The Committee needs to be alert to generational changes in technology. When I was 16 in secondary school in Halifax, I did a computer course in the sixth form. We had to take a long bus ride to the computer building in Huddersfield University. The computer filled several rooms in the basement. The class learned how to program using punch cards. The answers to our questions came back days later, on long screeds of printed paper.
When my own children were teenagers and my oldest was 16, we had one family computer in the main living room of the house. The family was able to monitor usage. Access to the internet was possible, but only through a dial-up modem. The oldest of my grandchildren is now seven and many of his friends have smartphones now. In a few years, he will certainly carry a connected device in his pocket and, potentially, have access to the entire internet 24/7.
I want him and millions of other children to have the same protection online as he enjoys offline. That means recognising that harms come in a variety of shapes and sizes. Some are easy to spot, such as pornography. We know the terrible damage that porn inflicts on young lives. Some are more insidious and gradual: addictive behaviours, the promotion of gambling, the erosion of confidence, grooming, self-harm and suicidal thoughts, encouraging eating disorders, fostering addiction through algorithms and eroding the barriers of the person.
The NSPCC describes many harms to children on social networks that we are all now familiar with, but it also highlights online chat, comments on livestream sites, voice chat in games and private messaging among the vectors for harm. According to Ofcom, nine in 10 children in the UK play video games, and they do so on devices ranging from computers to mobile phones to consoles.

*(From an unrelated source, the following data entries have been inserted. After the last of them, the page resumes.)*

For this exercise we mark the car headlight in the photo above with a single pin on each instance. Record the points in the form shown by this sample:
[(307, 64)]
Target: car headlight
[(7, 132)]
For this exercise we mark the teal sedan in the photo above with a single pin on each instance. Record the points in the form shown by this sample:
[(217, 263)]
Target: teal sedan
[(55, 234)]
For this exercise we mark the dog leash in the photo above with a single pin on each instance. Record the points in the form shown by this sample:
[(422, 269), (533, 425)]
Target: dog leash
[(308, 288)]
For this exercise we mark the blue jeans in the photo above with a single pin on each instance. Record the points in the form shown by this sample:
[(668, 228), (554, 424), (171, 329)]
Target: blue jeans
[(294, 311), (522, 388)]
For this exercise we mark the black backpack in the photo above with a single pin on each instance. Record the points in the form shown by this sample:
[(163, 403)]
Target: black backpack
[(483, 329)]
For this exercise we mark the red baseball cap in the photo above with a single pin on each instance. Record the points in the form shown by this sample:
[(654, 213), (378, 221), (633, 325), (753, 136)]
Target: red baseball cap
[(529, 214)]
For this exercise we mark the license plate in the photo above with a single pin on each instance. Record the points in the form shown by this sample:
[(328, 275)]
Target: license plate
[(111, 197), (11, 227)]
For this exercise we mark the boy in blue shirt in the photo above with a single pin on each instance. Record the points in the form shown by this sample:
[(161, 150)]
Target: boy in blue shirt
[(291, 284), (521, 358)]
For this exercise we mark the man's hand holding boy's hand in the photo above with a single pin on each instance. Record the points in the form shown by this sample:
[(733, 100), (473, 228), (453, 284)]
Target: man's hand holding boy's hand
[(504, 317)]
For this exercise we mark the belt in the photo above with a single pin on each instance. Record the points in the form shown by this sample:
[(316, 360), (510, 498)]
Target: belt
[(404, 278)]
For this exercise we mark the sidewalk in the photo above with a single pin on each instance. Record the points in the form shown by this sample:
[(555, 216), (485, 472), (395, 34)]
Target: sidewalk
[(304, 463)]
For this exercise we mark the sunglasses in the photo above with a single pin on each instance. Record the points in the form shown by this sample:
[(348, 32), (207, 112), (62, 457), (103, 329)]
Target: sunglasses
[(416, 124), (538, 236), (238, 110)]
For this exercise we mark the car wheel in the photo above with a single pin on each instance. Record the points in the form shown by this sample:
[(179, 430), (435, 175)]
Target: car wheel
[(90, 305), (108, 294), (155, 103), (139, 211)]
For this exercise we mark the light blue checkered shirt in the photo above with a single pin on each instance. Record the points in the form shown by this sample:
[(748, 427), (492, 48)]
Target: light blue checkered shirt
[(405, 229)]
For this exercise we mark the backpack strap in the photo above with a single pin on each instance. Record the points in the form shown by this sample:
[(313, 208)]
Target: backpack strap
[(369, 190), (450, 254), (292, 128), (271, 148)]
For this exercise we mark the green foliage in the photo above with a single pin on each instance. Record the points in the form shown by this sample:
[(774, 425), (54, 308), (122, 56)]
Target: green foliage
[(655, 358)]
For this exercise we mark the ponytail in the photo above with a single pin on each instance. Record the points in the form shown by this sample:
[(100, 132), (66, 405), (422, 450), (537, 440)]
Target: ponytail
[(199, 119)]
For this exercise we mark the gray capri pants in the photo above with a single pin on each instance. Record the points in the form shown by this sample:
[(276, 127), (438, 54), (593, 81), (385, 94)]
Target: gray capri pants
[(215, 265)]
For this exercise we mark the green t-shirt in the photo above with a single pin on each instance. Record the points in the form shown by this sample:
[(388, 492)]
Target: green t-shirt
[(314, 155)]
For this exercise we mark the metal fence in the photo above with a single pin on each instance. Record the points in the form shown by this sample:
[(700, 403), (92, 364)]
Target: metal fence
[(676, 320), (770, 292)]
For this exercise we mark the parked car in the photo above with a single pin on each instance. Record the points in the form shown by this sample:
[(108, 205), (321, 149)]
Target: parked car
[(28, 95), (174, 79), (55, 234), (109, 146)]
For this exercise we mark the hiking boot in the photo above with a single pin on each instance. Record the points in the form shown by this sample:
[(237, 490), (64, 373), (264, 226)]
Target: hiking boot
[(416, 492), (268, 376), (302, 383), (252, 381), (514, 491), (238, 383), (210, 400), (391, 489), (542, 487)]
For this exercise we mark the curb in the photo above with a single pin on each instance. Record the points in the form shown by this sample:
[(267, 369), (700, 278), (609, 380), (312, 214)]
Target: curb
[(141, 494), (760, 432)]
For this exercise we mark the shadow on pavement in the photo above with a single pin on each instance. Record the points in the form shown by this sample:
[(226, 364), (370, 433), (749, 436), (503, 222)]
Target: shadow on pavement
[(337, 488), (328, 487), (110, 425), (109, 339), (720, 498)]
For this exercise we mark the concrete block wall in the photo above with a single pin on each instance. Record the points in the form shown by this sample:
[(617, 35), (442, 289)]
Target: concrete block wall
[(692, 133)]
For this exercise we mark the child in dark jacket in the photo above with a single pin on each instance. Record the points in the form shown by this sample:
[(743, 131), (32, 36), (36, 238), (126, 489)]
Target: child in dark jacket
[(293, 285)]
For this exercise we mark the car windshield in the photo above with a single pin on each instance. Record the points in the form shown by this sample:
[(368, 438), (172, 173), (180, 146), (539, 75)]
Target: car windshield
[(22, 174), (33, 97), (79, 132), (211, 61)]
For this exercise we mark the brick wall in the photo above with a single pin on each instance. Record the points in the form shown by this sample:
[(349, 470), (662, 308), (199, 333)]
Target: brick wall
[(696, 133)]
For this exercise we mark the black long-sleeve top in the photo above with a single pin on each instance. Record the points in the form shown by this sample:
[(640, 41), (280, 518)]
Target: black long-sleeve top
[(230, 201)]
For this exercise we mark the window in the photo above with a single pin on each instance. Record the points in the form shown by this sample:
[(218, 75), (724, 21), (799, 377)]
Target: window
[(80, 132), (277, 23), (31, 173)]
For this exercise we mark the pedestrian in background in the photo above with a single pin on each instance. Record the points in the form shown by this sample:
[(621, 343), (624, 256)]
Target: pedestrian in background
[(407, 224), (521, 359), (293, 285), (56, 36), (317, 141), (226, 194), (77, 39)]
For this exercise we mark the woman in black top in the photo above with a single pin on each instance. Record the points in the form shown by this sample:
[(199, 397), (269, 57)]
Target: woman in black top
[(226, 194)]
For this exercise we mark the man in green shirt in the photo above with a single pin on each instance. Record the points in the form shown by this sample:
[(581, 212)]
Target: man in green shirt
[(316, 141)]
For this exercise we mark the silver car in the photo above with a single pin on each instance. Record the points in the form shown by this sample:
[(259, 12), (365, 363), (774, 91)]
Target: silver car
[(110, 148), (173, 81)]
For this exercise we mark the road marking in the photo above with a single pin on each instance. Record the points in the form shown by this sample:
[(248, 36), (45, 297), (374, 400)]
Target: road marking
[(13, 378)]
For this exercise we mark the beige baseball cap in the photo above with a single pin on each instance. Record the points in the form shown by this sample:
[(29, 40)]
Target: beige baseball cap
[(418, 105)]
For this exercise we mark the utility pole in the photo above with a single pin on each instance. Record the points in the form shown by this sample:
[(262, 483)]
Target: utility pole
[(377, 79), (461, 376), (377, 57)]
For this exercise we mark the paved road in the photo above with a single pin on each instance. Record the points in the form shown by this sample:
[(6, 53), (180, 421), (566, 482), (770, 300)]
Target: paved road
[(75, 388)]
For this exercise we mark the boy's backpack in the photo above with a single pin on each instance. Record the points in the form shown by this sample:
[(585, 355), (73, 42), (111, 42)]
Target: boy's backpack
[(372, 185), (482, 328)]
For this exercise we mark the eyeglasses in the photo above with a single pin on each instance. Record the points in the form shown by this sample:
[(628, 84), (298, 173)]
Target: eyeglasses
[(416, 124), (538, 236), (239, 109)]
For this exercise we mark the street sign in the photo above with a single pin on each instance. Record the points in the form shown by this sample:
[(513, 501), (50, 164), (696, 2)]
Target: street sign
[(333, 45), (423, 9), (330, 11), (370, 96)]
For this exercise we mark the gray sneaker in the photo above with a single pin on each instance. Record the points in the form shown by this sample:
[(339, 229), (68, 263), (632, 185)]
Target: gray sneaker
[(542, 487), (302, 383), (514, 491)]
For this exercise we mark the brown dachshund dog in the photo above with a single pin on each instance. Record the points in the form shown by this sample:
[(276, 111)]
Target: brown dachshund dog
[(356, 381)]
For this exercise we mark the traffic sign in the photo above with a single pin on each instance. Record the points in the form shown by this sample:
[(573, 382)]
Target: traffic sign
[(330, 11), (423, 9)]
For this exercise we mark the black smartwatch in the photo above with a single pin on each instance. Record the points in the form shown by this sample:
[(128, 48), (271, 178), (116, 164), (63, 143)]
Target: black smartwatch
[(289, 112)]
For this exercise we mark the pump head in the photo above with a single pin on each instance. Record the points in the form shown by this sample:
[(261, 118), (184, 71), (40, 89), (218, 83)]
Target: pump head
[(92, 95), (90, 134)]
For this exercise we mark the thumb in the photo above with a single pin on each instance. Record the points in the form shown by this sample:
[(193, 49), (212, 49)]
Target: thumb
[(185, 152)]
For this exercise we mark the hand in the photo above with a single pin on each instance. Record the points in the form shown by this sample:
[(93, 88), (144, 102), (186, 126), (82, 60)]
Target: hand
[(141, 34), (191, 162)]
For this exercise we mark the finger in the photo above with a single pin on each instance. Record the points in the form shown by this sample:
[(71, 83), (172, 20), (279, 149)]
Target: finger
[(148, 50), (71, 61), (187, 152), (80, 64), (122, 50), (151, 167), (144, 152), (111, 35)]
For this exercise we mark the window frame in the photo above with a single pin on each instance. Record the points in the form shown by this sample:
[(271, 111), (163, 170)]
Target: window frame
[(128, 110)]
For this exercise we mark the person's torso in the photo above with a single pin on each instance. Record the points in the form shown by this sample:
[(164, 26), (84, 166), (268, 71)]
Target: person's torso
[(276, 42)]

Internet Matters says that most children’s first interaction with someone they do not know online is now more likely to be in a video game such as “Roblox” than anywhere else. It also found that parents underestimate the frequency with which their children are contacted by strangers online.
The Gambling Commission has estimated that 25,000 children in the UK aged between 11 and 16 are problem gamblers, with many of them introduced to betting via computer games and social media. Families have been left with bills, sometimes of more than £3,000, after uncontrolled spending on loot boxes.
Online companies, we know, design their products with psychological principles of engagement firmly in view, and then refine their products by scraping data from users. According to the Information Commissioner, more than 1 million underage children could have been exposed to underage content on TikTok alone, with the platform collecting and using their personal data.
As the noble Baroness, Lady Kidron, has said, we already have robust and tested definitions of scope in the ICO’s age-appropriate design code—definitions increasingly taken up in other jurisdictions. To give the highest protection to children, we need to build on these secure definitions in this Bill and find the courage to extend robust protection across the internet now.
We also need to future-proof this Bill. These key amendments would ensure that any development, any new kind of service not yet imagined which meets the child user condition and enables or promotes harmful activity and content, would be in scope. This would give Ofcom the power to develop new guidance and accountabilities for the applications that are certain to come in the coming years.
We have an opportunity and a responsibility, as the Minister has said, to build the highest protection into this Bill. I support the key amendments standing in my name.